The only other explanation he can find for Roosevelt's seeming abberation in this speech is that 'genteel antisemitism was so routine that it passed unnoticed'. This could only be stated by someone with no idea of the world of 1933. Roosevelt was a far from stupid, short-sighted or naive man, he was clearly aware of the global tensions. The Nazis attitudes to anti-Semitism were well known; refugees from anti-Semitism in Germany as from Russia thirty years earlier, were already coming to the USA. In a speech as important as his first inaugural, Roosevelt did nothing without great care. Speeches in the 1930s when rallies and oration were still a core part of the political process were more examined than even today in our sound bite world. Raban confuses himself by seeing anti-Semitism in Biblical texts when it is not there. He undermines his own argument so much that it seems pointless even making it.
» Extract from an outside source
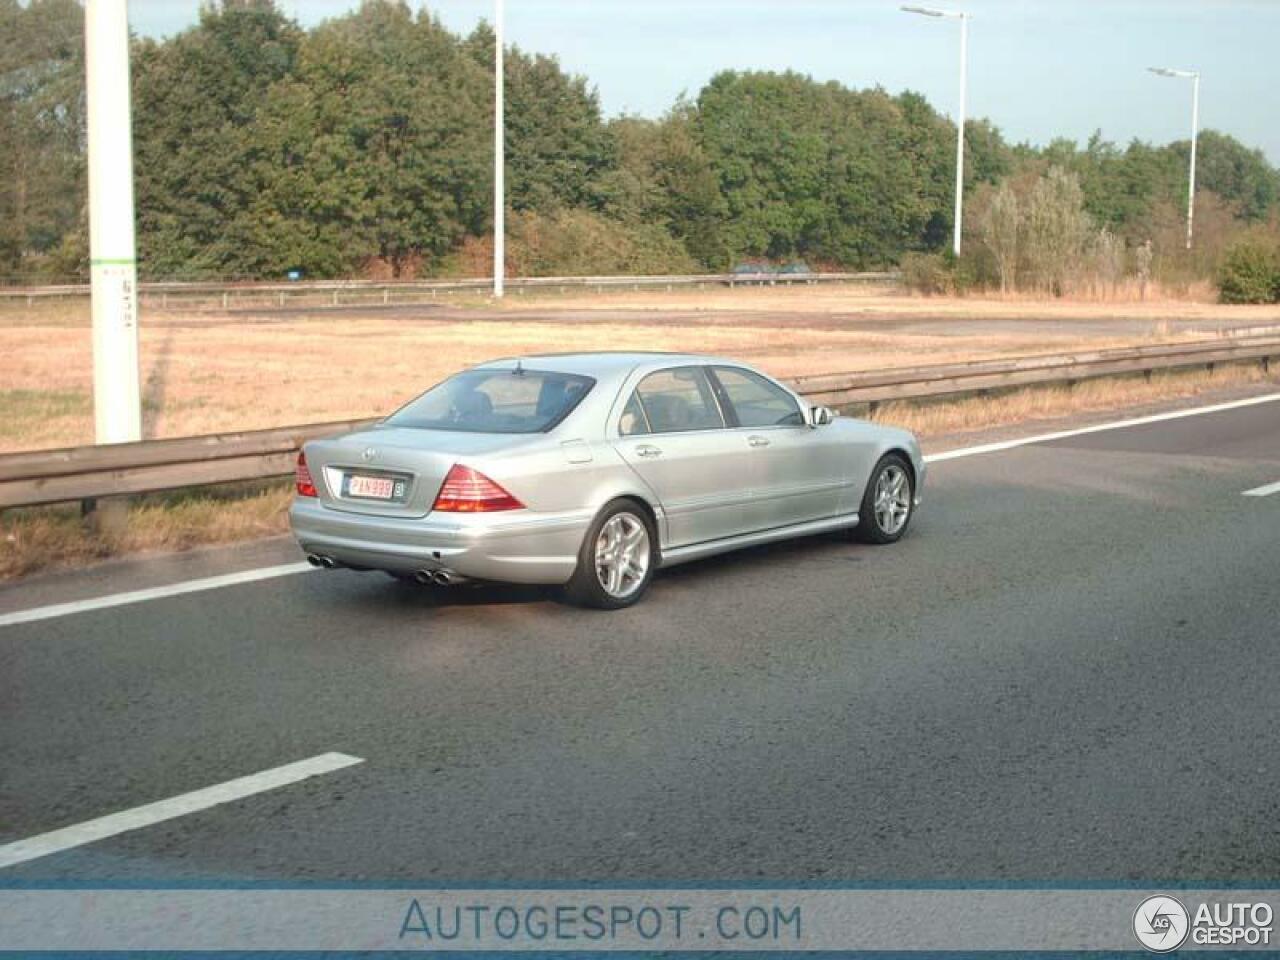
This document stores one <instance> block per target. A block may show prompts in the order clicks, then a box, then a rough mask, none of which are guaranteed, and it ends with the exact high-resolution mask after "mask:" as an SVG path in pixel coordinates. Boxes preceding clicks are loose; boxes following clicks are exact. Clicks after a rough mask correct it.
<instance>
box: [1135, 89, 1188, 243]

Both he and his editor needed to think through what was being suggested before sending it to print. Such feeble analysis wastes time in what was otherwise a useful article.
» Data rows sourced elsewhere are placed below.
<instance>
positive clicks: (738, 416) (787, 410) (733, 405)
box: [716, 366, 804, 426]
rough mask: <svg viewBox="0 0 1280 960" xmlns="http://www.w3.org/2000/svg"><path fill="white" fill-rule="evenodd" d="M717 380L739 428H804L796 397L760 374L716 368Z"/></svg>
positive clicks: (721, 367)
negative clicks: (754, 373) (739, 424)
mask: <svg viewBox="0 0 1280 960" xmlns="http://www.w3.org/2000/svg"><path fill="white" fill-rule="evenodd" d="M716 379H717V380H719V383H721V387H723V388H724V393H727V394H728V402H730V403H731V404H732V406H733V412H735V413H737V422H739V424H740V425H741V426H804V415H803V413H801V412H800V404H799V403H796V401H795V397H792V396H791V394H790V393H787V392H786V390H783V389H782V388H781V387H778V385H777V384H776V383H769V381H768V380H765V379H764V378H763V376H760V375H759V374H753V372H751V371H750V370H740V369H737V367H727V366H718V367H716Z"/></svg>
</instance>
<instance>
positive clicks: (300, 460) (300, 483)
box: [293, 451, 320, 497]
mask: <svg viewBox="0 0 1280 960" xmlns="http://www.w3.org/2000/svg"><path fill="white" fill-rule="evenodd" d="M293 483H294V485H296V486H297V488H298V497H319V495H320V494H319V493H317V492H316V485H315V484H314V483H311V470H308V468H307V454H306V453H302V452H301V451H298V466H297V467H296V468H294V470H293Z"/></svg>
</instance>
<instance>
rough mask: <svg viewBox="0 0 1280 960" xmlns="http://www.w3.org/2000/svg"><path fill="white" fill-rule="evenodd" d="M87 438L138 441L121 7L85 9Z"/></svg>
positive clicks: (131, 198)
Roosevelt and Moley were clever in using these references and this is an important element to note. Roosevelt used the rhetoric that would be familiar to millions of Americans. Importantly he charged the bankers not with incompetence but with immorality and that is a vital aspect that we must revive now. Roosevelt is right that the bankers had 'no vision' because they looked no wider than their personal bank balances and consequently 'the people perish'. The importance of this for what Roosevelt set out to do in the next few years was that he was arguing that these steps were not necessary simply from an economic or political ground but from a moral ground. In this way he is trying to be as bipartisan as possible as whilst Republicans might baulk at what they saw as Socialist or proto-Keynesian economics, it was harder to turn their backs on something which was a moral campaign in the interests of those who were not the 'self-seekers' but cared for 'civilization'. Roosevelt notes even among the capitalists it is the 'unscrupulous' and those with 'stubbornness' and 'incompetence' who he is taking to task, rather than seeking to overthrow capitalism as a whole. Raban has conjured up a fantasy of Roosevelt spouting 'a lightly coded message about a conspiracy of Jewish bankers' when it is nothing of the kind. It is an attack on all 'unscrupulous' bankers whichever faith they followed.

I acknowledge that some of those seeking the end or modification of capitalism in the late 19th century and early 20th century could fall into the danger of anti-Semitism, the so-called 'Socialism of Fools'. However, partly this was because genuine right-wing anti-Semites, who generally supported the reign of the rich, used 'plutocrat' as short-hand for Jew. However, the term is far broader than that and in fact in any country of the western world, the percentage of plutocrats who were also Jewish was always a small minority; Christian plutocrats always heavily out-numbered them. Thus, when we attack plutocrats today, no-one should accuse us of being anti-Islamic because the largest shareholder of Woolworths in the UK was Iranian or anti-Hindu because the owners of Corus and Jaguar Cars are Indian. 

Plutocrats come in all shapes, sizes, ethnicities and religions. They are wrong and as in 1929 they, financiers rather than manufacturers in particular, have plunged the world into economic chaos because they worship no god except greed. Roosevelt was right to draw attention to the fact that when greed is unfettered and crushes so many ordinary people for the sake of piling wealth on wealth for a limited number of already wealthy people, then it is evil. It needs to be challenged in the way Jesus challenged it and to have a better society we need in Jesus's view spiritual values; in Roosevelt's view 'social values more noble than mere monetary profit'. More of us need to come forward and say the world has suffered because immoral greed was not checked. This is not anti-Jewish/Christian/Hindu/Islamic it is anti-evil.